Powerlifting is becoming a popular sport now-a-days. The idea behind powerlifting is not focused on gaining muscle but rather building strength to lift as much weight as possible. The three powerlifting events are bench press, squat and deadlift. This analysis will look at the effect that squatting weight and bench press weight have on a person’s deadlifting weight. Powerlifters want to have a high overall lifting weight throughout all the lifting categories. So determining if a person’s deadlifting weight is affected by their bench press and swuatting weight will be interesting to look into.
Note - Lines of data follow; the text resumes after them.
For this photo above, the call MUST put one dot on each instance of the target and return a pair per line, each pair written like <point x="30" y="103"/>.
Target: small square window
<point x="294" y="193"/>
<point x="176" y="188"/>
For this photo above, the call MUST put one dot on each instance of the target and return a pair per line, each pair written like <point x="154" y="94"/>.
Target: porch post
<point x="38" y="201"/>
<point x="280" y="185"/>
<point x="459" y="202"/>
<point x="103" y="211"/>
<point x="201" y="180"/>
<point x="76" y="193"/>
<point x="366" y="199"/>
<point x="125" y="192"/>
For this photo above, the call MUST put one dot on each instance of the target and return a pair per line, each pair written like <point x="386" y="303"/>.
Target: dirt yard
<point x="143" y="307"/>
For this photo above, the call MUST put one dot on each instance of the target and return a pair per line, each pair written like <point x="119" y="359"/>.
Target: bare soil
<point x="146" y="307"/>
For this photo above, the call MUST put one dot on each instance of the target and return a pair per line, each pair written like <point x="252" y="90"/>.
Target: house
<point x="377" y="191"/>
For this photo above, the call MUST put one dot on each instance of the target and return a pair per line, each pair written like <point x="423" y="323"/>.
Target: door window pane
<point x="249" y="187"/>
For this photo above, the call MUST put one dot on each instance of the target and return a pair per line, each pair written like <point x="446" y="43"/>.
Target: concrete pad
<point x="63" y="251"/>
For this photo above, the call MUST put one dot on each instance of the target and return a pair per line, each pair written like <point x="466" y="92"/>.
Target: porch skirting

This data was taken from kaggle.com which was collected from 3,000 meets with over 300,000 lifts or people. The data was cleaned to only select the variable for the best squat, the best bench press and the best deadlifting weights. The data set was too large to run the imputations on so a sample size of 200,000 units was selected.
library(Amelia)
library(Zelig)
library(ZeligChoice)
library(texreg)
library(readr)
library(dplyr)
power <- read_csv("/Users/paulkim/Downloads/openpowerlifting.csv")
power2 <- power%>%
select(-Squat4Kg, -Bench4Kg, -Deadlift4Kg)%>%
mutate(Sex = as.factor(Sex),
Equipment = as.factor(Equipment),
Division = as.factor(Division),
WeightClassKg = as.factor(WeightClassKg),
Place = as.factor(Place),
Name = as.factor(Name))
power3 <- sample_n(power2, size = 200000, replace = FALSE)
power4 <- na.omit(power2)
head(power)
The variable power3 is the subset of the entire sample that is made up of 200,000 random lifts in order for the imputations to run smoother. The variable power4 is the listwise deletion variable with no missing values in the dataset.
z.out1 <- zelig(BestDeadliftKg ~ BestSquatKg + BestBenchKg, model="ls", data=power4, cite = FALSE)
summary(z.out1)
## Model:
##
## Call:
## z5$zelig(formula = BestDeadliftKg ~ BestSquatKg + BestBenchKg,
## data = power4)
##
## Residuals:
## Min 1Q Median 3Q Max
## -330.27 -14.28 -0.18 15.17 263.56
##
## Coefficients:
## Estimate Std. Error t value Pr(>|t|)
## (Intercept) 58.691973 0.283386 207.11 <2e-16
## BestSquatKg 0.546946 0.003369 162.37 <2e-16
## BestBenchKg 0.389667 0.004587 84.96 <2e-16
##
## Residual standard error: 25.41 on 63566 degrees of freedom
## Multiple R-squared: 0.8319, Adjusted R-squared: 0.8319
## F-statistic: 1.573e+05 on 2 and 63566 DF, p-value: < 2.2e-16
##
## Statistical Warning: The GIM test suggests this model is misspecified
## (based on comparisons between classical and robust SE's; see http://j.mp/GIMtest).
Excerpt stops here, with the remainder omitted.